Ora, che Venezia sia meravigliosa è una delle affermazioni più banali del mondo. Ma è anche vero che sotto certi punti di vista Venezia è anche prigioniera della sua bellezza: condannata ad essere museo, spesso, troppo spesso. Sempre più svuotata di cittadini veri, sempre più preda del turismo mordi-e-fuggi. Per fortuna però che c’è la cultura: ciò che riempie Venezia almeno per metà anno di un turismo di qualità (e quindi di vita, di iniziative, di stimoli) sono le iniziative della Biennale: Arte e Architettura si alternano di anno in anno, poi ci sono Musica, Danze e Teatro, poi c’è pure il Festival del Cinema. Ok. Ma fuori dalla Biennale? Che, per mille motivi, è una entità molto particolare e tarata su un determinato genere di pubblico, meno legato alla quotidianità di Venezia?
Nel passato, ci sono state delle belle, piccole eccezioni: come il Teatro Fondamenta Nuove, ad esempio. Proprio una delle persone protagoniste di quella esperienza, Enrico Bettinello, è andato ad unire le forze con Palazzo Grassi, polo culturale che vuole riprendere in mano un certo tipo di propositività e dinamicità “contemporanea”, e già lo ha fatto in più di una occasione con iniziative notevoli.
Perché notevole davvero è la line up di questa seconda edizione di Set Up, festival di due giorni site-specific. E occhio, questa annotazione è importante: perché il “site” in questione è Punta della Dogana, uno dei luoghi più affascinanti di Venezia, che per due giorni (il 23 e 24 febbraio) ospiterà dalle 20 fino alle 2 di notte una serie di set pensati appositamente per la particolarità della venue, scardinando le abituali logiche dinamico-logistiche palco/pubblico. Cartellone notevole, dicevamo: e non lo diciamo solo noi, perché la serata di sabato 24 febbraio è già andata sold out e restano pochi biglietti per quella del 23.
Arrivando alle cose più vicine a noi: il dj set di Matthew Herbert, il live di Laurel Halo e quello dei Mouse On Mars, hai detto nulla già così. Arrivando poi a una band che, per chi scrive, è un culto assoluto: gli sloveni Laibach, dagli anni ’80 fra i più intelligenti e provocatori performer in chiave industrial-politico-avanguardista su scala globale. Ma non solo: c’è un monumento del jazz europeo più “libero”, Ernst Reijseger, così come una delle migliori giovani promesse italiane tra indie e sperimentazione (Sequoyah Tiger).

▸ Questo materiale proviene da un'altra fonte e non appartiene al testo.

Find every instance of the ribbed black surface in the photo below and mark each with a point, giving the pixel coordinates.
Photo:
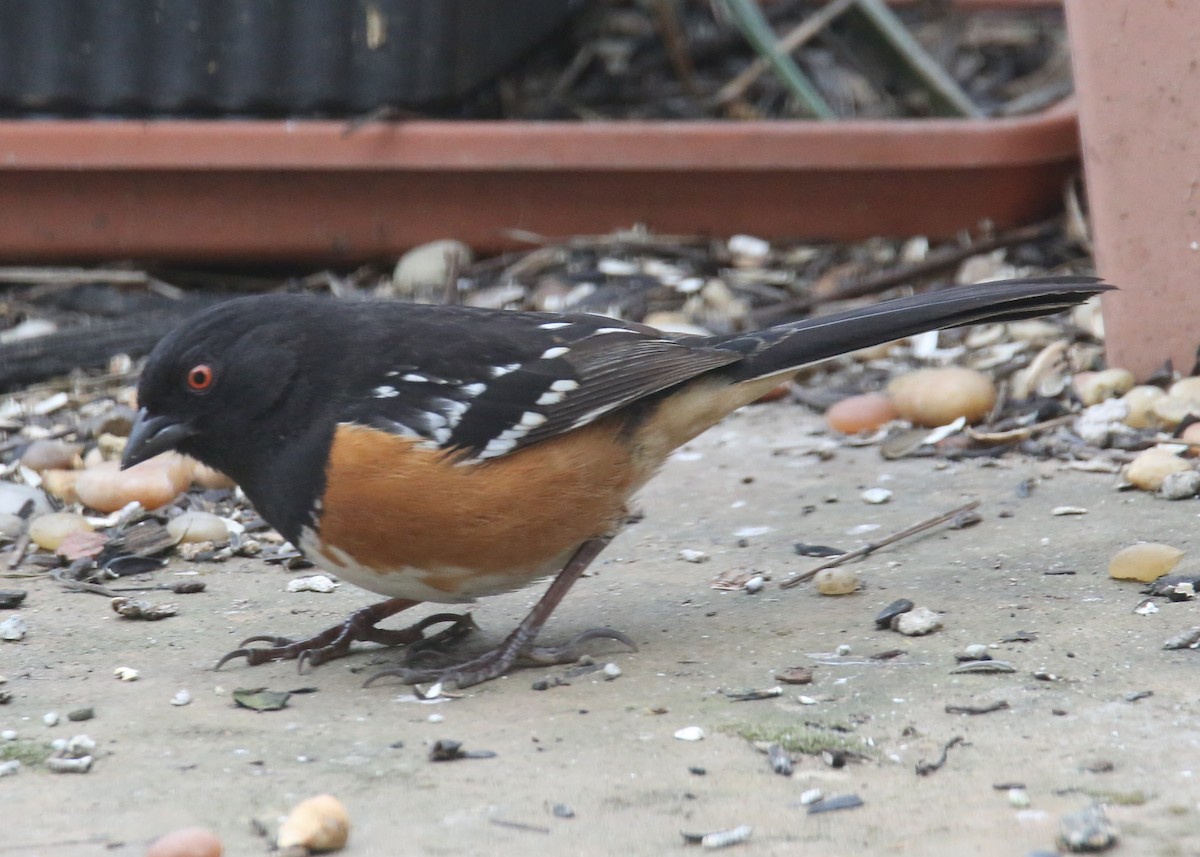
(256, 58)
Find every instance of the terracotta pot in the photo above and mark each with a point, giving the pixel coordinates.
(1140, 113)
(306, 191)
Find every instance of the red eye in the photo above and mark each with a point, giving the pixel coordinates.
(199, 378)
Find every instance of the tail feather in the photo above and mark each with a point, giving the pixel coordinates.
(789, 346)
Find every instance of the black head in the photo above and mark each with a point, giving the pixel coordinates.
(229, 382)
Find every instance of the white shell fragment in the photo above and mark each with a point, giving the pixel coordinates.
(319, 823)
(317, 582)
(917, 622)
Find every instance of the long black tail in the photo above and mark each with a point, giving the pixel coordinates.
(797, 343)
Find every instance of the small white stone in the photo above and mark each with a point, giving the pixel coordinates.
(876, 496)
(317, 582)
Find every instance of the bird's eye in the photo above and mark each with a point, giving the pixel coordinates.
(199, 378)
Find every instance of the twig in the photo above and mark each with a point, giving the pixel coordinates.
(803, 33)
(919, 527)
(925, 768)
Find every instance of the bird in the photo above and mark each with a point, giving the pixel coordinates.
(443, 453)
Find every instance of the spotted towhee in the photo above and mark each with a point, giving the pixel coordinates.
(444, 453)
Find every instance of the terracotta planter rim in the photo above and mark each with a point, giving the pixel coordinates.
(503, 145)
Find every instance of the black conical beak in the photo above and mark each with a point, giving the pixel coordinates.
(151, 436)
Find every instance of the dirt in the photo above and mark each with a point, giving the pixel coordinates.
(605, 748)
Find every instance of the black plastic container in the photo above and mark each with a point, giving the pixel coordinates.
(257, 58)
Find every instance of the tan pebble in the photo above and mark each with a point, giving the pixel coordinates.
(1145, 562)
(211, 479)
(1186, 388)
(46, 455)
(318, 823)
(1171, 411)
(198, 526)
(865, 412)
(839, 581)
(1140, 400)
(936, 396)
(1189, 435)
(153, 483)
(1151, 466)
(60, 484)
(1093, 388)
(48, 531)
(186, 841)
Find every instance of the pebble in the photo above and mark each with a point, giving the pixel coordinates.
(186, 841)
(901, 605)
(52, 455)
(13, 629)
(198, 526)
(1144, 562)
(13, 497)
(917, 622)
(49, 531)
(154, 483)
(1150, 467)
(838, 581)
(865, 412)
(936, 396)
(1182, 485)
(319, 823)
(423, 271)
(317, 582)
(1089, 829)
(1140, 401)
(876, 496)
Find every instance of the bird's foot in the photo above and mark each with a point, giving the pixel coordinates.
(359, 627)
(498, 660)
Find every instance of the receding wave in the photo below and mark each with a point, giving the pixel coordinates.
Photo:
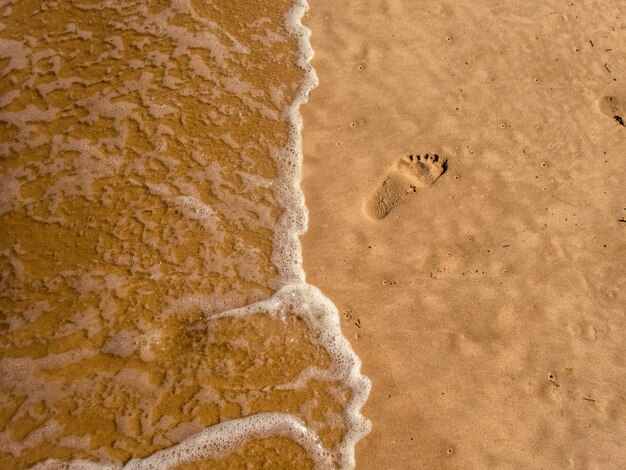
(153, 307)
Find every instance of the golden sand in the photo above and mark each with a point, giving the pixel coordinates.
(137, 178)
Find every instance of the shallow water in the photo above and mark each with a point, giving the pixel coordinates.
(150, 166)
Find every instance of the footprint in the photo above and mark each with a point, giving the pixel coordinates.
(405, 177)
(613, 107)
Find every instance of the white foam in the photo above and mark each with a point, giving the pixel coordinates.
(293, 294)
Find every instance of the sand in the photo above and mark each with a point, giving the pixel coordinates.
(488, 306)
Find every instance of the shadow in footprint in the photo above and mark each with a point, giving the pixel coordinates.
(405, 177)
(613, 107)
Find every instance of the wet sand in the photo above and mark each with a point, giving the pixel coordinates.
(149, 170)
(488, 306)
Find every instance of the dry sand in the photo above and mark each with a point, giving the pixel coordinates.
(488, 307)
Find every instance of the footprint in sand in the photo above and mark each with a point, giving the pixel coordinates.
(614, 107)
(405, 177)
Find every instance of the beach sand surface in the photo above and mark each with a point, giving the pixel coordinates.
(487, 302)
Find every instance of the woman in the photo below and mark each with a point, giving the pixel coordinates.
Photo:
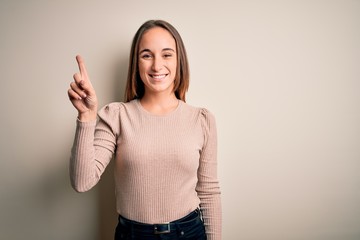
(165, 150)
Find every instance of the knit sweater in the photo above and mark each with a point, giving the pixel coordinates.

Scavando però nel programma emergono altre cose, potenzialmente molto interessanti, tra arte, musica, danza e performance.
Avremo modo di raccontarvi com’è andata. Ma quello che possiamo dire già, è che è con questi appuntamenti che Venezia torna una città “viva”, protagonista del dialogo culturale contemporaneo, anche al di là delle liturgie canoniche della Biennale (che il cielo ce la conservi a lungo). Perché una Venezia che diventa un mero turistodromo uso-e-getta sarebbe una sconfitta per tutti, e l’ennesima dimostrazione che l’Italia non ha la più pallida idea di come gestire e valorizzare in modo intelligente l’immenso patrimonio (di luoghi ed idee) che ha.